Je ne peux que confirmer ce qu'a dit M. Michel Bouvard au sujet du PEL et du CEL : ce sont des paramètres qui ont toute leur importance et qui vont aider les banques à dégager un bilan plus conforme aux futures règles de liquidité.

Je me souviens parfaitement de l'action de la Caisse des dépôts pendant la crise : elle a été extrêmement appréciée. Cela étant, à un moment où les entreprises n'étaient pas sûres de voir se renouveler leurs lignes de crédit et hésitaient à continuer à déposer leurs avoirs dans les banques, l'essentiel de l'aide en liquidité qu'a reçue le système bancaire a résulté d'abord d'une action conjuguée de l'eurosystème qui a complètement modifié ses mécanismes de refinancement, ensuite de l'État qui a permis d'apporter des ressources de long terme à une période où les marchés, notamment celui des obligations foncières, étaient fermés, enfin de l'action de la Caisse des dépôts et consignations qui a donné un « coup de pouce » important et immédiat parfaitement opportun.

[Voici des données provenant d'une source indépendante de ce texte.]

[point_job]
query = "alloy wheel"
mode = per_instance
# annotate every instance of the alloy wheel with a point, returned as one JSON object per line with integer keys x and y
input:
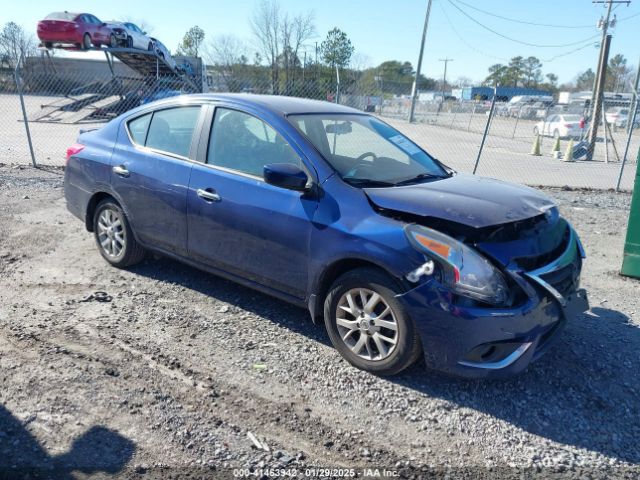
{"x": 367, "y": 324}
{"x": 112, "y": 235}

Mes propos ne se veulent surtout pas une critique ni des mécanismes ni de l'action de la Caisse des dépôts. Mon seul souci est que les paramètres fixés soient suffisamment prudents pour que la collecte ne recule pas. En effet, entre la fin 2008 et la fin 2010, l'épargne réglementée a connu un effritement non négligeable puisqu'elle est passée de 21,5 % de l'épargne des ménages à 20,3 %, notamment en raison du développement très rapide de l'assurance-vie. Mais cette dernière forme d'épargne constitue une source de financement long qui peut être prêté ensuite aux collectivités territoriales, à l'État, aux entreprises pour leurs investissements.